Courses and certifications Open Source
Apache Spark 3.0 for Data Scientists - Advanced Analytics
Apache Spark is a general purpose computing engine that provides unified framework for big data processing, ad hoc analytics, machine learning, graph processing and streaming. For the past few years Spark is becoming standard for handling these workloads not just in the big data ecosystem. It’s popularity is growing also because of the high level DataFrame API that allows to express business logic in very high level and expressive way.
This training is oriented on four main areas of data analytics. The first one is interactive data analytics with the DataFrame API where we will also see how Spark is integrated with popular Python library Pandas. The second area is machine learning with native library ML Pipelines where we will take a look how to train ml models and create ml prototypes. The next topic is deep learning and Spark integration with other deep learning frameworks such as TensorFlow and Keras. And the last area is graph processing with the library GraphFrames.
The training is taught using the Python programing language in the Spark local mode with Jupyter notebook.
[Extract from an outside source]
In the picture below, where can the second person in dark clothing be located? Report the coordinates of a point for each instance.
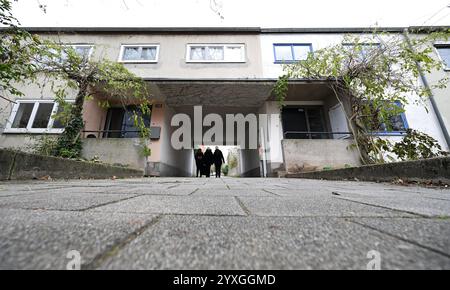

In the training we will also focus on the new features and properties of the new version Spark 3.0.
- Data analysts, scientist and researchers that already have some previous experience with Spark and want to learn how to use Spark for advanced analytics, machine learning, deep learning or graph processing,
- All Spark users that want to see where the technology is moving in the most up to date version (especially in the area of data analytics).
Participants will learn:
- How to analyze data using Spark
- Train ML models and create ML prototypes in Spark
- Integrate Spark with other data science technologies such as Pandas, SciPy, TensorFlow, Keras
- State of the art features of the latest version of Spark
Guarantor of the Training
David Vrba Ph.D. works at Socialbakers as a data scientist and Spark consultant. On daily basis he is optimizing ETL pipelines built in Spark and develops jobs that process data on the scale up to tens of TBs. David is also lecturing Spark trainings and workshops and during the last two years he trained in Spark several teams including data engineers, data analysts and researchers. David is also contributing to the Spark source code and is active in the community by giving public talks at conferences and meetups such as Spark + AI Summit, MLPrague or Spark + AI Prague Meetup.
Data analysis with DataFrame API
- Advanced features of DataFrame API
- Integration with Pandas
- Analyzing data with DataFrame API
Machine learning with ML Pipelines
- Basic concepts: Transformer, Estimator, Evaluator, Pipeline
- Training/saving/loading a model
- Classification problems
- Cluster analysis
- Training ML prototypes
- Integration with Tensorflow and Keras
- Image processing
- Transfer learning
- Inference with DL model on large scale
Graph processing with GraphFrames
- Basic concepts: Vertices & Edges
- Running Graph algoritms
This is a follow-up training to the course Apache Spark - From Simple Transformations to Highly Efficient Jobs where people get (among other things) solid understanding of DataFrame API and basic introduction to analytics in Spark.
To get the most out of this training it is recommended to have some previous experience with Spark (for example on the level of the aforementioned course), know the DataFrame API and understand basic principles of machine learning and data analytics in general.